I recently asked a question regarding grouping pandas rows on a date condition, and got an excellent answer see here
However, it got me thinking that if this functionality was placed into a common function, then there is a scenario where this would not work.
So, using the same data from the previous question...
date_time day value1 value2
0 2023-03-15 00:00:00 3 1 1
1 2023-03-15 06:00:00 3 2 2
2 2023-03-15 12:00:00 3 3 3
3 2023-03-15 18:00:00 3 4 4
4 2023-03-16 00:00:00 4 5 5
5 2023-03-16 06:00:00 4 6 6
6 2023-03-16 12:00:00 4 7 7
7 2023-03-16 18:00:00 4 8 8
8 2023-03-17 00:00:00 5 9 9
9 2023-03-17 06:00:00 5 10 10
10 2023-03-17 12:00:00 5 11 11
11 2023-03-17 18:00:00 5 12 12
12 2023-03-20 06:00:00 1 13 13
If I perform the same resampling, except without an offset...
agg_dict = {
"date_time": "last",
"day": "last",
"value1": "first",
"value2": "last",
}
rows = df.resample("24H", on="date_time").agg(agg_dict).dropna()
This gives me...
date_time day value1 value2
date_time
2023-03-15 2023-03-15 18:00:00 3.0 1.0 4.0
2023-03-16 2023-03-16 18:00:00 4.0 5.0 8.0
2023-03-17 2023-03-17 18:00:00 5.0 9.0 12.0
2023-03-20 2023-03-20 06:00:00 1.0 13.0 13.0
...which is correct, as all the data is grouped into the relevant days.

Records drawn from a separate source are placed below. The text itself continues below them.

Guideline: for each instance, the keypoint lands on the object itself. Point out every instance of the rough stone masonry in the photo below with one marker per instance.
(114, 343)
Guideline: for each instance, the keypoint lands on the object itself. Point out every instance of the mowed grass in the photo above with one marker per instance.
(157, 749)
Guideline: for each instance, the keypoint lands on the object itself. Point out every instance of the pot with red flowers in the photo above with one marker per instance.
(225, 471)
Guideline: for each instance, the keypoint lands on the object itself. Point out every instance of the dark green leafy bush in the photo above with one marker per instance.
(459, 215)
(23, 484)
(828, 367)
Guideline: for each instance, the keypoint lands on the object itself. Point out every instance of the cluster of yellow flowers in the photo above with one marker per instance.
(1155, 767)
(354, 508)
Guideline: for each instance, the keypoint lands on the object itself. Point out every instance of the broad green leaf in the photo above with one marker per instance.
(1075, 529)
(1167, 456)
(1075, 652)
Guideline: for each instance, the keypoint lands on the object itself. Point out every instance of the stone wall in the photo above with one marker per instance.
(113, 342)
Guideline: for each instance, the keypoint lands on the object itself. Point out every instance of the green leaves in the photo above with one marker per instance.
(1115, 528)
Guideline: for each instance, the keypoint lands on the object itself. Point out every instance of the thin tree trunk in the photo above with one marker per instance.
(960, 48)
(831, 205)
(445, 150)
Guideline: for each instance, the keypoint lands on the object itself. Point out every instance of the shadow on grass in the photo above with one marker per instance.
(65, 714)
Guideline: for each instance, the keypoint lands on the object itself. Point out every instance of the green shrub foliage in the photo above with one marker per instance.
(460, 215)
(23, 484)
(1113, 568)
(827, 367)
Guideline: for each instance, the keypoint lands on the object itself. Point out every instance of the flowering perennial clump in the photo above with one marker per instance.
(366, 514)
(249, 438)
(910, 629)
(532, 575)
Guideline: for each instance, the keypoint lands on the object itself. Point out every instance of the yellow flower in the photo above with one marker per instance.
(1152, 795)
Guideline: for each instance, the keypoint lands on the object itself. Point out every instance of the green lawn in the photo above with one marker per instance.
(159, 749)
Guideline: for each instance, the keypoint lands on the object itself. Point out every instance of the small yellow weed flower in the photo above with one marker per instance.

But if I then run the following commands on it (which is required when there is an offset), then the data would no longer be correct...
island = rows.index.to_series().diff().le("1D").cumsum().rename("island")
rows = rows.groupby(island).agg(agg_dict)
...the data from the last 2 rows (Friday/Monday) get grouped into a single row...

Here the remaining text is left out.